Consider $(E, \mathcal E)$ – measurable space, the space $\Omega = E^\mathbb N$ equipped with product σ-sigma algebra $\mathcal F = \otimes_{n} \mathcal E$. Next define projections $\pi_n(\omega) = \omega_n$, their respective σ-algebras $\mathcal F_n = \sigma (\pi _n)$, and their generated tail σ-algebra by
$$\mathcal T _{\infty} = \cap _{n\in \mathbb N}\sigma (\cup_{m \geq n} \mathcal F _m)$$
Define the left-shift operator $\tau : \Omega \rightarrow \Omega$ by $(\pi_n \circ \tau) (\omega)= \omega_{n+1}$ and left-shift invariant σ-algebra
$$\mathcal I = \{A\in \mathcal F : \tau ^{-1}(A) = A\}$$
We want to show that $\mathcal I \subset \mathcal T _\infty$.

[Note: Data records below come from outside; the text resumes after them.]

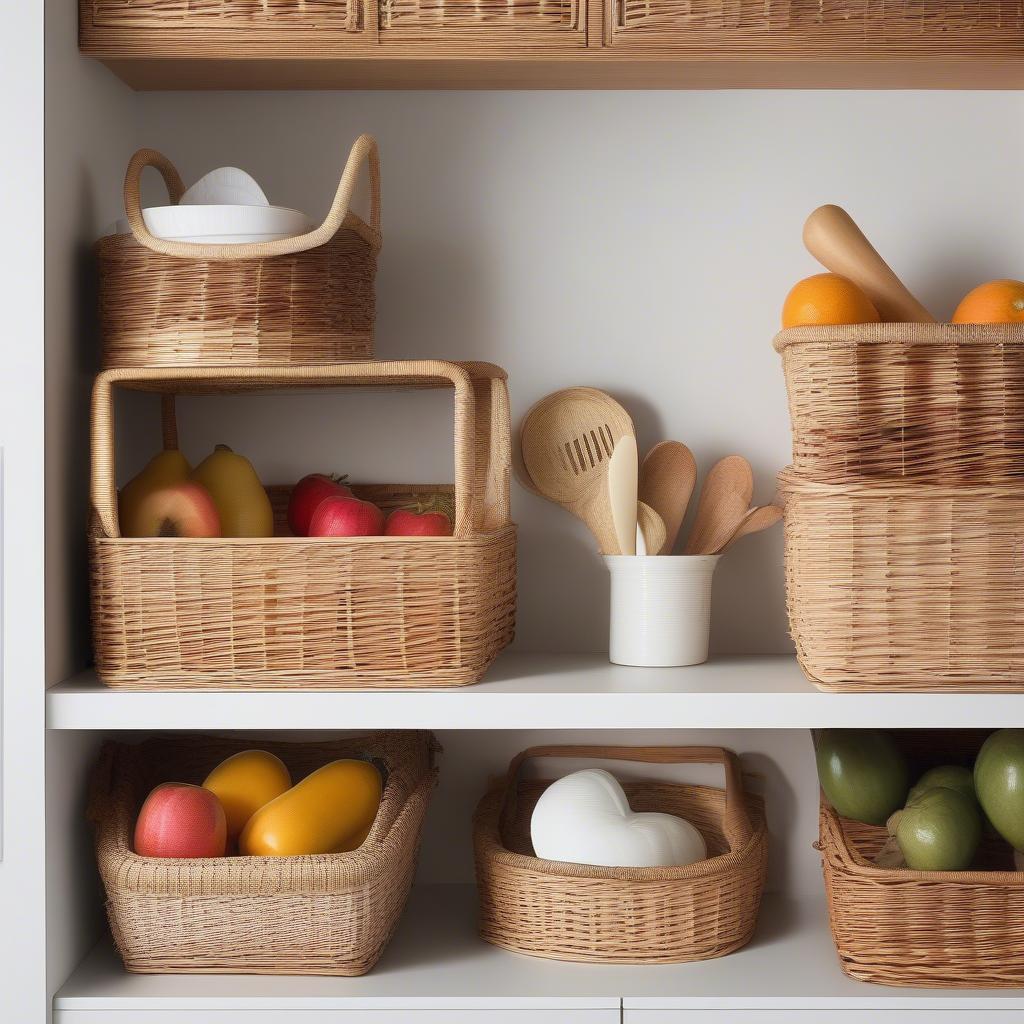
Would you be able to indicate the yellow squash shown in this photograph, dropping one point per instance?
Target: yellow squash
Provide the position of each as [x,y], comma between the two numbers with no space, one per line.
[330,811]
[163,470]
[242,503]
[244,783]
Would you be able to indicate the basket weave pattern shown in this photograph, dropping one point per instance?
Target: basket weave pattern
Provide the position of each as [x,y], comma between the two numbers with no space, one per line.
[327,914]
[623,915]
[318,612]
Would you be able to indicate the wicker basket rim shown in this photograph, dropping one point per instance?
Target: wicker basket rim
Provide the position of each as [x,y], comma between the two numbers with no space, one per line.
[486,827]
[855,864]
[854,335]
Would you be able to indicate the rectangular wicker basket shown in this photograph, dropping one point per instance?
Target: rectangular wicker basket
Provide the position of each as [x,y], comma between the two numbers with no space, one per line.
[624,914]
[929,401]
[327,914]
[905,586]
[924,929]
[286,611]
[293,301]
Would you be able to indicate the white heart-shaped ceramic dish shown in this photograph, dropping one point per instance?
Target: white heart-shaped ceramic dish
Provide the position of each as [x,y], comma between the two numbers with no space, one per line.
[585,818]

My attempt: I tried to prove it by induction: we need to show that for a fixed $A\in \mathcal I$ it also has to be in $\sigma (\cup_{m \geq n} \mathcal F _m)$ for all $n \in \mathbb N$. I showed the inductive step $n \rightarrow n+1$ by proving the statement for the sets that generate $\sigma (\cup_{m \geq n} \mathcal F _m)$ of the form $\pi ^{-1}_k(B)$ for $k \geq n$ and $B \in \mathcal E$ (since $\tau^{-1}\circ \pi _n^{-1} = \pi _{n+1} ^{-1}$). However, I struggle to show the inductive basis $A \in \sigma (\cup_{m \geq 1} \mathcal F _m)$. So I am not sure if my approach is viable.
Help appreciated.
Best Answer
We have $$\mathcal{F}=\bigotimes_n\mathcal{E}=\sigma(\pi_1,\pi_2,\pi_3,\dots)=\sigma\left(\bigcup_n\sigma(\pi_n)\right)=\sigma\left(\bigcup_n\mathcal{F}_n\right)$$ So $A\in\mathcal{F}\iff A\in\sigma\left(\bigcup_{m\geq 1}\mathcal{F}_m\right)$.